La sentenza della Corte di Cassazione 18087/2016
Il padre aveva quindi proposto ricorso in Cassazione contro la sentenza della Corte d’Appello, lamentando:
- che applicando il criterio presuntivo della c.d. maternal preference era stato violato l’articolo 337 ter del codice civile che tutela il diritto alla bigenitorialità;
- che le conclusioni della CTU disposta dal Tribunale on erano state considerate;
- che la scelta della madre di trasferirsi soddisfaceva soltanto le sue esigenze e non quelle dei figli.
La suprema Corte ha concluso confermando la decisione della Corte d’Appello e la validità del criterio presuntivo della maternal preference, richiamando una propria precedente sentenza, la 9633 del 2015.
In base a questa pronuncia, nel giudizio per stabilire l’affidamento e il collocamento dei figli di una coppia di coniugi separati, il giudice non ha il potere d’imporre all’uno o all’altro coniuge di rinunciare ad un programmato trasferimento, che corrisponde a un diritto fondamentale costituzionalmente garantito.
Nessuna norma, inoltre, impone di privare il coniuge che intenda trasferirsi, per questo solo fatto, dell’affido o del collocamento dei figli presso di sé.
Di fronte alle scelte insindacabili sulla residenza compiute dei coniugi separati, i quali non perdono, per il solo fatto che intendono trasferire la propria residenza lontano da quella dell’altro coniuge, l’idoneità a essere collocatari dei figli minori, il giudice ha esclusivamente il dovere di valutare se sia più funzionale al preminente interesse dei figli il collocamento presso l’uno o l’altro dei genitori, anche se ciò incide negativamente sulla quotidianità dei rapporti con il genitore non collocatario.
La Corte concorda con l’applicazione del criterio presuntivo della maternal preference.

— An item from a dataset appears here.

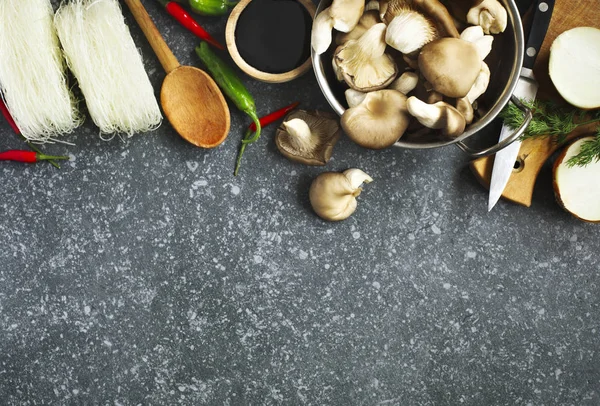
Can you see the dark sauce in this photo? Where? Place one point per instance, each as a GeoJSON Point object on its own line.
{"type": "Point", "coordinates": [273, 36]}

Ma come detto, non si tratta affatto di un orientamento granitico in giurisprudenza. Da esso ha preso nettamente le distanze, tra l’altro, la sezione famiglia del Tribunale di Milano, con :
Il decreto del 19.10.16, Giudice dr.ssa Amato, Giudice relatore dr. Buffone
Secondo questa pronuncia deve ritenersi che né gli articoli 337 ter e seguenti del codice civile né la Carta costituzionale assegnino rilevanza o utilità giuridica al cosiddetto principio della maternal preference, dovendo invece affermarsi il principio di piena bigenitorialità e di parità genitoriale, potendo dunque essere sia il padre, sia la madre, in base al solo preminente interesse del minore, il genitore di prevalente collocamento, non potendo essere il solo genere a determinare una preferenza per l’uno o l’altro ramo genitoriale; normative del genere sono univocamente anche quelle da ultimo introdotte in Italia dal legislatore. Anche studi internazionali, osserva il Tribunale, affermano il principio della bigenitorialità e guardano con favore a normative incentrate sulla neutralità del genere: l’unica stella polare che il giudice deve seguire nel decidere il futuro del figlio deve restare l’interesse preminente del minore.
Al best interest del figlio sono improntate in modo univoco le disposizioni della Legge 219 del 2012 e del decreto legislativo 154 del 2013, che hanno riformato il diritto di famiglia sul punto.